Here are some comments and questions on CEP as a discipline, based on recent experience writing the Knol.
I happen to find use in some of the software that bills itself as CEP when working with real-time data. Mostly, I find that this software adds some good functionality that works in cooperation to traditional techniques like custom coding, or connecting ILOG or some statistical software to a message stream.
When I talk with people involved in mathematical finance, signal processing or pattern detection and analytics, and if they have a need for real-time processing, I'll show them some of this "CEP" software. Usually they get the idea pretty quickly and determine that to use this software, they would need to evaluate the EPL and other functionality in the context of solving their particular problem.
But then the question comes: "so, what exactly is CEP?" Is it just a term for "all the stuff involved in real-time processing" or is there some concrete structure to CEP that can help me in a definable way? Most people, in my experience, who do a little research into CEP find that, even though there is a book (the PoE) on this topic, it is very rarely referenced. Again, most people see a value in the products themselves, but don't understand exactly what CEP purports to add to existing disciplines.
For example, a friend read the Wikipedia page and asked me if all there is to CEP is the practice of looking at signals (in the form of events) and inferring a context, state or situation? He asked this in a skeptical tone because there are plenty of better established disciplines that deal with this.

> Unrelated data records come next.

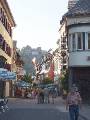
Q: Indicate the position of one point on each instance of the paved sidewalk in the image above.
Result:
(84, 111)
(59, 104)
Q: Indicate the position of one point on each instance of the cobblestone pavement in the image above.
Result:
(25, 109)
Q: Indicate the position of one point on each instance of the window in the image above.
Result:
(73, 42)
(88, 40)
(79, 41)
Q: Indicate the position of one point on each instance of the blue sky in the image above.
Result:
(37, 22)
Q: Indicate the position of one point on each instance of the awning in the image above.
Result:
(22, 84)
(7, 75)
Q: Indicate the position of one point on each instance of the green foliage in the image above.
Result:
(64, 81)
(47, 81)
(27, 78)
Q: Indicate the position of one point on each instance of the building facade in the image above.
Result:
(6, 43)
(77, 22)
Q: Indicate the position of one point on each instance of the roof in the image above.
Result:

He then asked me if there is any component of CEP that is not handled better by another, better established discipline.
So I started thinking about whether CEP wants to add anything, or if it's just an umbrella under which people combine ideas from other disciplines. In other words, is there a discipline called CEP?
If not, then what is CEP?
Is it an architecture paradigm? And if so, how is it different from an EDA?
Is it a collection of terminology and design patterns for detecting patterns in events? If so, in what way is it more useful than (or even as useful as) the multitude of existing terminologies and design patterns?
Is it the integration of several disciplines in order to process events? And if so, how exactly does CEP integrate these disciplines, other than just listing a bunch of stuff and stating that you might want to use some of it?
Does it have something to do with pattern detection? If so, what exactly? Does this boil down to using causality? And if so, what about other disciplines that also have algebraic operators like causality?
So I thought that I'd start writing the Knol in order to see if I could discern some concrete component to CEP. And I have to say that I found some things, but putting it together is tough.
I was trying to stick to CEP literature rather than just supplying my own advice on building software and detecting patterns. And clearly I was able to make some progress, but I have to say that there is no clear path to describing exactly what CEP adds to the many existing disciplines in this field. There are surely some design patterns to describe, although most of them come from other disciplines. And the work on causality and the causality operator is applicable to many problems.
Of course, no one said that CEP has to be its own discipline. It would be fine, I think, to use CEP as a word to describe the building of real-time applications or real-time pattern detection, or whatever.
So at the moment, what I have found is some interesting work on causality and event-related terminology, and mostly references to those disciplines from which CEP gets its design patterns.
So does that summarize CEP? I don't mean to imply something negative here, because even as a term for combining many disciplines, CEP has value.